Il primo rumore fu un crack indistinto. Jim lo sentì, ma rimase concentrato sulla scena di sesso della sua serie tv. Il protagonista, un guerriero vichingo, copulava con una schiava dai capelli neri e i due si amavano, si baciavano, si possedevano. Mentre sentiva l'eccitazione salire in tutto il corpo, sentì qualcosa sbattere sul vetro della finestra di camera sua. Era adagiato su un grande pouf verde che utilizzava come seduta per guardare la tv, nella mano destra aveva una lattina di cola semivuota e alla sua sinistra un piatto quasi vuoto di nachos freddi e con formaggio rattrappito aspettava di essere mangiato. Fu il terzo rumore che lo convinse ad alzarsi dal pouf. Fu come...una voce. Maschile, di rimprovero, come se qualcuno lo stesse giudicando per qualcosa che aveva fatto. Jim accusò un piccolo senso di inquietudine, che si tradusse nella sua voglia immonda di chiudere le finestre con tanto di ferretto. Appoggiò le mani sul telaio, poi deglutì.

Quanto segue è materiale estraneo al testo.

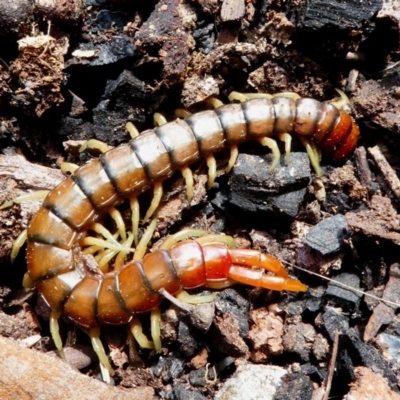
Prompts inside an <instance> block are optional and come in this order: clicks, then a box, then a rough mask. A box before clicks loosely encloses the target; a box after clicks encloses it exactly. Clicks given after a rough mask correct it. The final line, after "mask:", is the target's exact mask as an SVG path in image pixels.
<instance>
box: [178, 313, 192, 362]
mask: <svg viewBox="0 0 400 400" xmlns="http://www.w3.org/2000/svg"><path fill="white" fill-rule="evenodd" d="M178 342H179V343H180V345H181V346H180V351H181V352H182V354H184V355H185V356H187V357H191V356H193V355H194V353H195V352H196V350H197V341H196V339H195V338H194V337H193V335H192V333H191V332H190V329H189V327H188V326H187V325H186V324H185V322H184V321H179V328H178Z"/></svg>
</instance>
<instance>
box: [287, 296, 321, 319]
mask: <svg viewBox="0 0 400 400" xmlns="http://www.w3.org/2000/svg"><path fill="white" fill-rule="evenodd" d="M321 301H322V299H321V298H320V297H310V298H308V299H304V300H298V301H288V302H287V304H285V305H284V306H283V309H284V310H285V312H286V313H287V314H288V315H290V316H293V315H301V314H302V313H303V312H304V311H306V310H307V311H311V312H316V311H318V310H319V309H320V308H321Z"/></svg>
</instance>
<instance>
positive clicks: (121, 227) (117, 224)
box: [108, 207, 126, 240]
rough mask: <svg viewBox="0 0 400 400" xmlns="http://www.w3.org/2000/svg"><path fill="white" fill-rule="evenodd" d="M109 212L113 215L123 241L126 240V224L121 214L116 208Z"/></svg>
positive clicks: (111, 216) (112, 215) (117, 227)
mask: <svg viewBox="0 0 400 400" xmlns="http://www.w3.org/2000/svg"><path fill="white" fill-rule="evenodd" d="M108 212H109V214H110V215H111V218H112V219H113V220H114V222H115V225H117V229H118V233H119V235H120V236H121V239H122V240H126V228H125V222H124V219H123V218H122V215H121V213H120V212H119V211H118V210H117V209H116V208H114V207H112V208H110V210H109V211H108Z"/></svg>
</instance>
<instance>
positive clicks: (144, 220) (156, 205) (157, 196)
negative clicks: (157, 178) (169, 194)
mask: <svg viewBox="0 0 400 400" xmlns="http://www.w3.org/2000/svg"><path fill="white" fill-rule="evenodd" d="M162 195H163V187H162V183H161V182H156V183H155V184H154V189H153V198H152V200H151V203H150V207H149V209H148V210H147V212H146V215H145V217H144V218H143V223H146V222H147V221H148V220H149V219H150V217H151V216H152V215H153V214H154V213H155V211H156V210H157V208H158V206H159V205H160V202H161V198H162Z"/></svg>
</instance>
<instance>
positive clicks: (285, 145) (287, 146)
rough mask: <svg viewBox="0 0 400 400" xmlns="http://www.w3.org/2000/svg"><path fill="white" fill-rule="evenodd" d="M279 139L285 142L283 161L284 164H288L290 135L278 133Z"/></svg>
mask: <svg viewBox="0 0 400 400" xmlns="http://www.w3.org/2000/svg"><path fill="white" fill-rule="evenodd" d="M278 138H279V140H281V141H282V142H283V143H285V161H286V164H289V161H290V150H291V149H292V136H291V135H289V134H288V133H279V134H278Z"/></svg>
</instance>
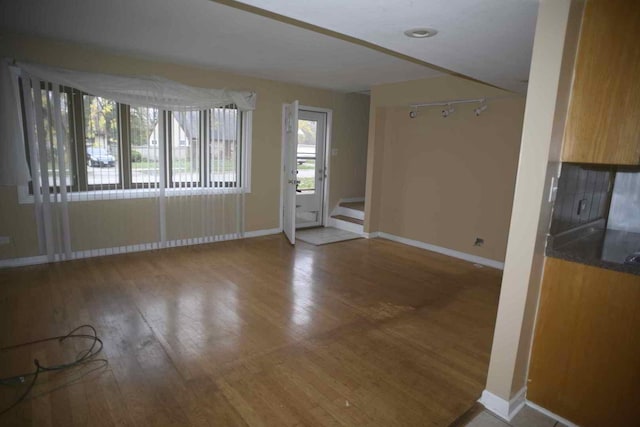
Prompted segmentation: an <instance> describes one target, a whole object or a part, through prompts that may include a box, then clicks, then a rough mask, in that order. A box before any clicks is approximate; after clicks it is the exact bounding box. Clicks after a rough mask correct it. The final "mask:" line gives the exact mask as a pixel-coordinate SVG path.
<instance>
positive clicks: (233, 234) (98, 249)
mask: <svg viewBox="0 0 640 427" xmlns="http://www.w3.org/2000/svg"><path fill="white" fill-rule="evenodd" d="M281 231H282V230H280V229H279V228H269V229H264V230H254V231H247V232H246V233H244V237H237V235H235V234H231V235H224V236H219V237H216V238H195V239H182V240H171V241H168V242H166V244H165V246H164V247H165V248H175V247H179V246H190V245H201V244H206V243H215V242H223V241H228V240H238V239H250V238H253V237H261V236H269V235H272V234H278V233H280V232H281ZM154 249H161V247H160V245H159V244H158V243H143V244H139V245H130V246H120V247H114V248H104V249H93V250H87V251H76V252H73V253H72V258H71V259H82V258H92V257H98V256H107V255H117V254H124V253H132V252H142V251H150V250H154ZM48 262H49V259H48V258H47V256H46V255H39V256H33V257H23V258H10V259H2V260H0V268H9V267H25V266H28V265H37V264H46V263H48Z"/></svg>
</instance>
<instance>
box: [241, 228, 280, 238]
mask: <svg viewBox="0 0 640 427" xmlns="http://www.w3.org/2000/svg"><path fill="white" fill-rule="evenodd" d="M278 233H282V229H281V228H267V229H264V230H254V231H246V232H245V233H244V238H245V239H250V238H252V237H262V236H270V235H272V234H278Z"/></svg>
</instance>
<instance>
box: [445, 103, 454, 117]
mask: <svg viewBox="0 0 640 427" xmlns="http://www.w3.org/2000/svg"><path fill="white" fill-rule="evenodd" d="M454 111H455V109H454V108H453V106H451V105H447V107H446V108H445V109H444V110H442V117H449V114H451V113H453V112H454Z"/></svg>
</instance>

Si voltò di spalle e solo in quel momento lo sentì arrivare. Fu un insieme di sensazioni contrastanti e versi coperti. Qualcosa lo aggredì alle spalle dopo aver rotto in mille pezzi i vetri della finestra, non era un uomo, ma un animale, qualcosa di piccolo. Trovò la forza di girarsi e di rimanere in piedi e in un nanosecondo li vide: gli occhi scuri e asettici di un corvo lo fissavano con malizia. Fu solo per un momento, perché la zampa sinistra del rapace lo ferì a un occhio, tranciandone parte della pelle attorno alla palpebra. Jim urlò di dolore, un urlo straziante che lo fece capitolare a terra. Colpì il duro pavimento e la sua schiena sembrò ribellarsi, ma il corvo non aveva finito, il corvo voleva ancora continuare a fargli del male. Vi si accanì contro, beccandolo sulla testa e sugli zigomi, provocando ferite larghe e rivoli di sangue gocciolanti. Poi, quando capì che il volto del ragazzo era fin troppo rovinato per continuare, passò allo stomaco. C'era così tanta carne che il corvo trovò pace nel beccargli l'ombelico e il resto del torace. La porta della camera si aprì, i genitori di Jim entrarono e furono allibiti dal vedere quello spettacolo. Suo padre, quando urlò verso il corvo per spaventarlo, sentì gelare le sue emozioni: il corvo gli rivolse lo stesso sguardo rivolto a suo figlio e gracchiò forte, fortissimo, così forte che la madre di Jim scoppiò in lacrime.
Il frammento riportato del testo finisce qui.